A Month of Haskell, Day 10 - String Types
Strings are one of the most basic types we deal with when programming, and yet languages typically do a very poor job with them. Haskell doesn’t exactly excell with string handling but it does a pretty good job. Unfortunately, it also has at least three different string types for you to choose among.
String
The most basic and most obvious string type is simply named String. It’s just a list of Chars:
type String = [Char]This is a very convenient type. You can use any of the many Data.List functions to manipulate them. That module also contains functions to split up strings containing newlines or strings containing spaces into multiple strings.
Type signatures:
lines :: String -> [String]
words :: String -> [String]Strings support Unicode and the Data.Char
module gives you lots of ways to work with individual elements of a String. And as I
previously covered, you can use OverloadedStrings
to make more things look and act like the built-in type.
So, why not just use String for everything? A lot of the time it’s fine and you will never
notice any problem, but if you are doing a lot of text-intensive processing you will discover
that String can be very, very slow.
That’s where the other types come in.
Text
The text package provides Data.Text, a string representation
designed to be fast and efficient. It gives you strict and lazy versions of all the types and functions
with the same API. It supports Unicode, too.
It also stomps all over Prelude and Data.List by providing lots of functions with the same names as
all that base stuff. This is on purpose - they function the same, just on a different type. It means
that unless you are only using one or two functions from Data.Text, you should always import it
qualified:
import qualified Data.Text as TYou convert a regular String into Text with the pack function, and you convert the other way
with the unpack function:
Type signatures:
pack :: String -> Text
unpack :: Text -> StringIn some ways, the Data.Text module is more useful than using a regular String. It provides functions
for converting between upper and lowercase that are missing from String, for instance. If you need
to do any IO with Text, there’s a module for that too. It should also be imported qualified due to
using many of the same names as the Prelude:
import qualified Data.Text.IO as TIOSlowly, third party Haskell modules are converting from String to Text. It is used almost exclusively
in all the bindings provided by haskell-gi, so if you are
doing anything that involves the Gtk stack you will need to work in terms of Text. One frustrating
hold out is the FilePath type in the base library. If you do much work with file and directory
names, you’ll be stuck using String there.
There’s one other thing to know about this type: By default, it is strict which means the whole thing
must live in memory at once. If you are working with very large pieces of Text, you may end up
using quite a bit of memory. This is when you’ll want to use the lazy API. It looks just like the
default strict API, just with a different import at the beginning:
import qualified Data.Text.Lazy as T
import qualified Data.Text.Lazy.IO as TIOText is an instance of the IsString type class, which means you can use OverloadedStrings to write
literals in your program and have them be interpreted as the right type. This means you don’t have to
call pack on string literals, which is very annoying to look at.
ByteString
The third type is provided by Data.ByteString, in the package of the same name. It’s really not supposed to be used as a string like the other two, despite the name. It’s more intended to be used as an interchange format for getting data between Haskell and C, or sending data over a network, or streaming binary data to and from disk.

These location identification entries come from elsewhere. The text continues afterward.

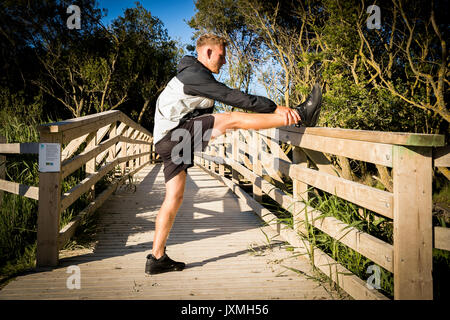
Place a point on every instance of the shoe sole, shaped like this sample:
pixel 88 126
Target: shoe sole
pixel 315 116
pixel 164 271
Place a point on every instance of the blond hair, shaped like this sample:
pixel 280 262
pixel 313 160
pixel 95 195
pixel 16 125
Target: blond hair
pixel 209 38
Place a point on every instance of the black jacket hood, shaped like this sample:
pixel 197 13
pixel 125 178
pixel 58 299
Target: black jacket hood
pixel 188 61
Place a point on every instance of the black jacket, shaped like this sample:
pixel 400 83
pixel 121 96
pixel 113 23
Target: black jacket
pixel 194 89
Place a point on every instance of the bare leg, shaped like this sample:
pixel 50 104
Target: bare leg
pixel 241 120
pixel 167 212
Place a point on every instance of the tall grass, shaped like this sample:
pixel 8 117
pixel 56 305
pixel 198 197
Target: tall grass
pixel 18 214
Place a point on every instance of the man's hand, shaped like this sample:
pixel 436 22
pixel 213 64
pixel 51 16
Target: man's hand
pixel 291 116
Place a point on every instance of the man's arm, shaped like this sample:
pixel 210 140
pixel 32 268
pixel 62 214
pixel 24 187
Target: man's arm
pixel 203 83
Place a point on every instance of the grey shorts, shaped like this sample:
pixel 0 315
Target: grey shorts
pixel 177 147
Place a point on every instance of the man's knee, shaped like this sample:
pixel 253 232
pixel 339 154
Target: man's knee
pixel 174 198
pixel 227 121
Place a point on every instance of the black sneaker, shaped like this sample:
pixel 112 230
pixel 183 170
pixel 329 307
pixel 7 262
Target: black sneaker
pixel 163 264
pixel 310 109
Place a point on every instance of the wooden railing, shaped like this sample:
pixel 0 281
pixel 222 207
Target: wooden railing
pixel 247 153
pixel 107 142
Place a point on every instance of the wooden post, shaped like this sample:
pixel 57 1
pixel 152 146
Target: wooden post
pixel 123 151
pixel 112 149
pixel 49 211
pixel 235 155
pixel 90 165
pixel 257 167
pixel 212 163
pixel 300 190
pixel 412 176
pixel 222 155
pixel 2 168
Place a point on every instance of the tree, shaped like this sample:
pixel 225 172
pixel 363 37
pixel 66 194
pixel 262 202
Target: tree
pixel 148 56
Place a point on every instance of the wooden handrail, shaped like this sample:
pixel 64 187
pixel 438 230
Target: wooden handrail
pixel 408 206
pixel 111 140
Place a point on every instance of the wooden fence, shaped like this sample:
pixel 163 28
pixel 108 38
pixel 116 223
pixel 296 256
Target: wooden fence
pixel 247 153
pixel 107 142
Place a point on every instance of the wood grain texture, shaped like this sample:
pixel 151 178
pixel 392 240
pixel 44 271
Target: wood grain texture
pixel 215 233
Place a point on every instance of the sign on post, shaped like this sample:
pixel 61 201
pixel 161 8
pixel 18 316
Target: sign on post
pixel 49 157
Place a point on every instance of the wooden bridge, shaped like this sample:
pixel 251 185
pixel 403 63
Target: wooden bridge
pixel 234 247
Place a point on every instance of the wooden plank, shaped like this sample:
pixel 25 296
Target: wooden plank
pixel 378 251
pixel 70 165
pixel 86 121
pixel 73 146
pixel 395 138
pixel 356 287
pixel 441 157
pixel 373 199
pixel 68 230
pixel 300 189
pixel 442 238
pixel 49 211
pixel 19 189
pixel 2 168
pixel 73 133
pixel 125 119
pixel 377 153
pixel 73 194
pixel 257 167
pixel 369 246
pixel 91 164
pixel 412 176
pixel 321 161
pixel 19 148
pixel 235 154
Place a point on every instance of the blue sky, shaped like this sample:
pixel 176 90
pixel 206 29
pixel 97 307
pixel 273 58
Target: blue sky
pixel 173 13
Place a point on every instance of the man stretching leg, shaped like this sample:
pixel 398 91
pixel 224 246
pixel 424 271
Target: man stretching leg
pixel 186 105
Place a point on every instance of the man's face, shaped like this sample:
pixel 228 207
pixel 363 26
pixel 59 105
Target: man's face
pixel 217 58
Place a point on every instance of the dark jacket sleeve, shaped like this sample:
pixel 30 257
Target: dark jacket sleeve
pixel 200 82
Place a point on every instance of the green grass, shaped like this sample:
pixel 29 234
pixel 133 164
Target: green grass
pixel 369 222
pixel 18 215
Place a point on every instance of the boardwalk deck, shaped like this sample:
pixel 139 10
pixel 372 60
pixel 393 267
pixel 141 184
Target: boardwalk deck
pixel 223 243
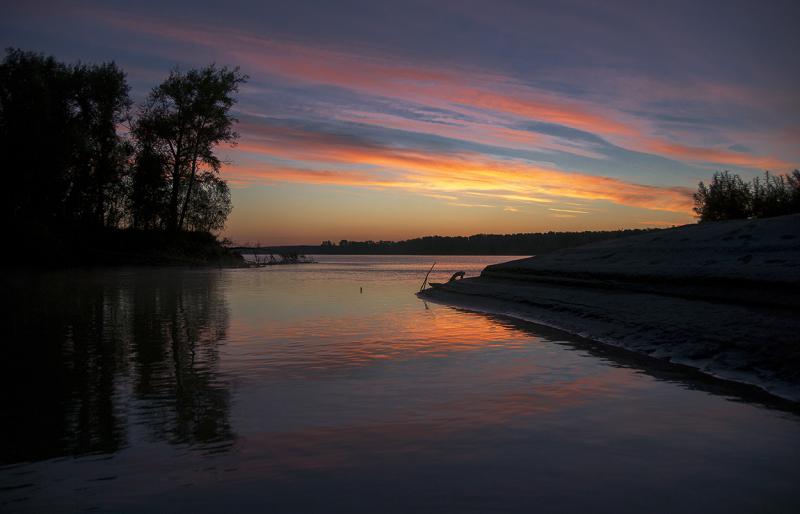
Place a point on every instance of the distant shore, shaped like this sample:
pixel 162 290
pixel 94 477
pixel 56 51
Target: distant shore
pixel 720 297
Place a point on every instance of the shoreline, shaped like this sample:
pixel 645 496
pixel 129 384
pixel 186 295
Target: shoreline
pixel 606 332
pixel 718 297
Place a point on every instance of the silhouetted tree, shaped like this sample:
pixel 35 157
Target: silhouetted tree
pixel 729 197
pixel 102 102
pixel 37 138
pixel 725 197
pixel 59 141
pixel 149 190
pixel 210 205
pixel 184 119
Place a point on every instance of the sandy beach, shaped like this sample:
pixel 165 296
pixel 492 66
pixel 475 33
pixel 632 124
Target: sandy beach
pixel 720 297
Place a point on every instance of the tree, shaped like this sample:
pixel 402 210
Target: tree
pixel 102 103
pixel 149 190
pixel 36 136
pixel 726 197
pixel 59 141
pixel 211 204
pixel 183 120
pixel 729 197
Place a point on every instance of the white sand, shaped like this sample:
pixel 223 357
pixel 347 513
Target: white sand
pixel 721 297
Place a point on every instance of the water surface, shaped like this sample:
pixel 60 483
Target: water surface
pixel 331 388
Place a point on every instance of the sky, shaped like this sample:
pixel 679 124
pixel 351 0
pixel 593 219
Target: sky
pixel 389 120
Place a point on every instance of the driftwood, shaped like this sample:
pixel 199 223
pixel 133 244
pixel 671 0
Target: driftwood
pixel 425 282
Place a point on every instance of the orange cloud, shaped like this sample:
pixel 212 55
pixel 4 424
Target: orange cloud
pixel 453 89
pixel 439 173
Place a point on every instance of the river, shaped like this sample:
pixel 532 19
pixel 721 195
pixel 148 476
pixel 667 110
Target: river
pixel 331 387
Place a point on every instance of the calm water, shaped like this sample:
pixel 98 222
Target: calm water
pixel 286 389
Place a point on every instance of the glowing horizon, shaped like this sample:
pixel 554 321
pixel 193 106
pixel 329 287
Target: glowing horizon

A ByteString is, essentially, a list of Word8.
Those are kind of like a Char, but are only eight bits in size and therefore don’t support Unicode.
The point of this is that while it’s possible to convert between String and ByteString, it’s not
really a lossless operation and you shouldn’t do it unless you know what you are doing.
Just like with Data.Text, it also exports a whole bunch of conflicting function names on purpose so you
need to import it qualified, too:
import qualified Data.ByteString as BSYou can then use the typical list-like API to manipulate a ByteString. There are familiar IO functions
for reading and writing them in a variety of ways. The default type is strict, just like with Text. If
you need to manipulate very large items, you should use the lazy API:
import qualified Data.ByteString.Lazy as BSAgain, it provides the same API as the strict version.
Conveniently, ByteString is also an instance of the IsString class allowing you to use the
OverloadedStrings language extension for it too.
Summary
In summary, here’s when you should use each type:
String- You are using small strings, or do not care about performance, or are doing a lot of file and path name manipulations.Text- You are doing lots of text manipulations, or are writing a Gtk-based UI program (perhaps others too; I’m not really familiar with other toolkits), or just want to be prepared for the future when most modules have switched.ByteString- You are reading or writing data from disks or networks, or are using FFI to shuttle data back and forth to a C library, or are manipulating binary data.